Look upwards and make sure there are no overhangs or trees above your cooking area. Also, because of the risk of spreading flames due to an accident, do not choose a place near buildings or structures. As an added precaution, keep a fire extinguisher that is rated for grease fires nearby.
Prepare the bird and the fryer
You first must decide what size of turkey to use. Too big of a bird won’t properly cook. The legs will be overdone while the center of the breast may still be raw. For most fryers, 10-12lb turkeys are optimal. Next, to avoid an overflow, you must figure how much oil will be suited to the size of bird you’ve chosen. Be aware that when the turkey is later placed in the hot oil, that there will be some bubbling. Consider this when measuring for oil and allow enough clearance between the surface of the oil and the top of the fryer.
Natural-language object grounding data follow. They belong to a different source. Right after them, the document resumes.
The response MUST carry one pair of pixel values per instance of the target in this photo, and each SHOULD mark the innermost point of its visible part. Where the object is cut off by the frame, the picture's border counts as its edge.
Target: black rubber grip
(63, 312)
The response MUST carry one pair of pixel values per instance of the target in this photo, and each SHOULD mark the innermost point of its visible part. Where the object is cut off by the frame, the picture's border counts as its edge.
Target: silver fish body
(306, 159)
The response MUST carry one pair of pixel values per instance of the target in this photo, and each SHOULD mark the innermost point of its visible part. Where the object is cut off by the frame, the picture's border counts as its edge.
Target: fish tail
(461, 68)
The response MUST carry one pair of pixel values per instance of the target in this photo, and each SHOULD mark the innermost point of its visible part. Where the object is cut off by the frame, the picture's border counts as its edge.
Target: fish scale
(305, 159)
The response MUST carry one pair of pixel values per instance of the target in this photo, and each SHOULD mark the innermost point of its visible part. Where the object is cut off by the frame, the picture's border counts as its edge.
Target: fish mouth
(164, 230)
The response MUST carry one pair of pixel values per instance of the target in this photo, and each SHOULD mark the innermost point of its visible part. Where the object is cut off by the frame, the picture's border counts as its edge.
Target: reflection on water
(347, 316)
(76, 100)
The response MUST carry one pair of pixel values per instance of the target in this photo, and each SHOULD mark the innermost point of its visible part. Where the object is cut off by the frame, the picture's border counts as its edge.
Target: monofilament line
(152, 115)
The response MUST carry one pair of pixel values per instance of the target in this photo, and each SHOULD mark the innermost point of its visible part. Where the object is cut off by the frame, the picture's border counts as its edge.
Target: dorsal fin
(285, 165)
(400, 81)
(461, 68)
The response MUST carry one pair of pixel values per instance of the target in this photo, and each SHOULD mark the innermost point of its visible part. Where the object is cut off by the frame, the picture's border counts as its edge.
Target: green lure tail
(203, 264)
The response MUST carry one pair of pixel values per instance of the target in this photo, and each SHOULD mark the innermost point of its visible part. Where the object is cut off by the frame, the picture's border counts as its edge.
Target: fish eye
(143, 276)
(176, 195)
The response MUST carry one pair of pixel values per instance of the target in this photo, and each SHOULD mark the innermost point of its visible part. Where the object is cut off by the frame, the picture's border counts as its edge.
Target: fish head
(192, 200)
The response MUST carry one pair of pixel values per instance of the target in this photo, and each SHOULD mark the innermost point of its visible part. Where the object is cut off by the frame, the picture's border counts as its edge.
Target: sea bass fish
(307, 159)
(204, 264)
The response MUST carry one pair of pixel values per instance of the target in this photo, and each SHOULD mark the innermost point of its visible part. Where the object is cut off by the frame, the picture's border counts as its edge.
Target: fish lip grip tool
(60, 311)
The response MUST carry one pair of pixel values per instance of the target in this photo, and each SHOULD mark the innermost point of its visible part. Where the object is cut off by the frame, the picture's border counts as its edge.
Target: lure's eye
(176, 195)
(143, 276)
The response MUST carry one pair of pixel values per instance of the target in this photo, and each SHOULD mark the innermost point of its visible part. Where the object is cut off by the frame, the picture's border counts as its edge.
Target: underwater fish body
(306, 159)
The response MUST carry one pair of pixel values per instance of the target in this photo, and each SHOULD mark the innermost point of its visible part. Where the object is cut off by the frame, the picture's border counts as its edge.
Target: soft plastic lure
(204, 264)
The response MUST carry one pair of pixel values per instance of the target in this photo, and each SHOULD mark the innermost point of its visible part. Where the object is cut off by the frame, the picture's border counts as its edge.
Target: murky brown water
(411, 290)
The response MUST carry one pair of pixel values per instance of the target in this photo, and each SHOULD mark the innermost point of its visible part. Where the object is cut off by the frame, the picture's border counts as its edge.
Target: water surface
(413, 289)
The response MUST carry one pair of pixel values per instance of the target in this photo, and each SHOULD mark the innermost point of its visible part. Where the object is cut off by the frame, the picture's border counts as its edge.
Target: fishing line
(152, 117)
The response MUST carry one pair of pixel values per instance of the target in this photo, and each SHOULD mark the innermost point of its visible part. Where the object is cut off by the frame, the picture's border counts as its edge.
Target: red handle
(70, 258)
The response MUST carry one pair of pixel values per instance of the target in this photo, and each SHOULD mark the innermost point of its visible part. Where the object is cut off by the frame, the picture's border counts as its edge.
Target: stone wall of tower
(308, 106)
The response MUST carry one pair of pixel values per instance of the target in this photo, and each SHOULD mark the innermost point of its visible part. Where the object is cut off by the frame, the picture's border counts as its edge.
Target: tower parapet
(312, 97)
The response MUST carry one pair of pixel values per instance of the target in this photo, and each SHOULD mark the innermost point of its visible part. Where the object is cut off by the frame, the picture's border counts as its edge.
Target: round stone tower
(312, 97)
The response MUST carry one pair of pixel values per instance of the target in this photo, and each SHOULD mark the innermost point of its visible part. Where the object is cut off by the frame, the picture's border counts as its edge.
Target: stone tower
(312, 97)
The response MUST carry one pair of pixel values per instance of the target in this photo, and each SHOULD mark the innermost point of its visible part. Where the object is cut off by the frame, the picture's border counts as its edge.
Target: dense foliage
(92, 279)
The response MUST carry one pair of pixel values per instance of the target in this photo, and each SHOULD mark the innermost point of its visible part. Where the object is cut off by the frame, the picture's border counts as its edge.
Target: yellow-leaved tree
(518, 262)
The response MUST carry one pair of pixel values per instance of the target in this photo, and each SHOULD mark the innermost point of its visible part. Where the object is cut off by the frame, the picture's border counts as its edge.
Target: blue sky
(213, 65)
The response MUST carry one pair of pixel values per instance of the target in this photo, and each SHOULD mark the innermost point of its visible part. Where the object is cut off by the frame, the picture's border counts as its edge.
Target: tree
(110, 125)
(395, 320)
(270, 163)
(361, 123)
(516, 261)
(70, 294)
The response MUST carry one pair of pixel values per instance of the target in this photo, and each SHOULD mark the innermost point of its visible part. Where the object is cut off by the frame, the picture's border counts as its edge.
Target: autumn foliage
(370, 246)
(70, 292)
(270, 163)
The easiest method for measuring is to place the turkey in the fryer and pour water until the bird is submerged at least 2 inches. Pull out the turkey and measure the depth of the water with a clean ruler. Drain out the water and completely dry the unit. Add your oil to the same depth that the water had been.
It is important to avoid getting water or ice into the hot oil. This will at the least, cause spattering and at worst, cause a boilover. That is when the added water is flashed instantly into steam and the result is having the hot oil sent in all directions. For that reason, it is extremely important to thaw the turkey completely before cooking. Also it is recommended to dry the bird inside and out. Good quality, absorbent paper towels work well for this. Be sure to remove the neck and giblets from the two body cavities, as well as the pop-up timer if applicable.
Now you’re cooking
Once the bird is thawed and dried, preheat the oil. A temperature of 325-350 degrees is most suitable. Make sure to wear long sleeves and either quality oven mitts or leather work gloves. It’s also a good idea to have a pair of long metal tongs on standby. As an added precaution, before putting the bird in the fryer, turn off the burner. In the event of a boilover, this will prevent the oil from igniting. Next, slowly lower the bird into the preheated oil, legs up. Once the bird is in the oil, turn the burner back on.
To reduce the need to keep checking the bird for doneness, simply figure three and a half minutes per pound of turkey. When the time comes to check your turkey, remember to lower it slowly back into the oil.
Other safety tips
- Never leave the hot fryer un-attended and ensure that for the time being, no children or pets can get near the fryer.
- Don’t stuff the turkey.
- Don’t dispose of or store the oil until it has cooled completely.
- Wash your hands thoroughly and use other standard practices for handling raw poultry.